In the Iberian Peninsula, the proteinases present in the flowers of members of the
Cynara genus, C. cardunculus, C. humilis and C. scolymus, have for many years been
successfully used in the manufacture of traditional cheeses from ovine and/or caprine
milk on individual farms (Vieira de Sá & Barbosa, 1972; Trujillo et al. 1994). In
Portugal, C. cardunculus is the species most frequently employed. Although
commercial thistle was tentatively assumed to be pure in taxonomic terms, accurate
analyses have shown that the flowers of C. cardunculus are often mixed with flowers
of C. humilis (Pires et al. 1994). The clotting activity of C. humilis is due to an
aspartic proteinase, currently designated cardosin A and similar to another enzyme
obtained from C. cardunculus. This enzyme is similar in specificity and activity to
chymosin (Pires et al. 1994).
The action of cardosin A from C. cardunculus upon ovine and caprine caseins has
been reported recently (Ramalho-Santos et al. 1996; Simo4es, 1998; Sousa & Malcata,
1998), but as yet there is no information on the proteolytic activity of the proteinase
from C. humilis upon caseins from milks other than bovine. Caseins from small
ruminants' milks are the usual substrates of cardosin during milk coagulation and
cheese ripening, and sodium caseinate represents an intermediate system between
isolated caseins and the cheese matrix that is free from interference by fat.
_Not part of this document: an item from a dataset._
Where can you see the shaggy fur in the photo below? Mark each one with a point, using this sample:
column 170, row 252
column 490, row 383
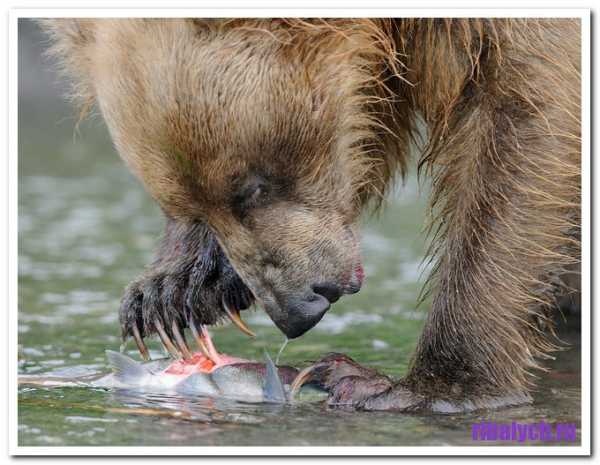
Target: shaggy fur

Thus
ovine and caprine caseinates may be useful substrates for investigating the
proteolytic activity of cardosin.
The aim of the present study was to compare the action of pure cardosin A,
obtained from C. humilis, on caprine and ovine caseinates, and to assess the in vitro
contribution of this enzyme to the overall proteolytic action of thistle rennet.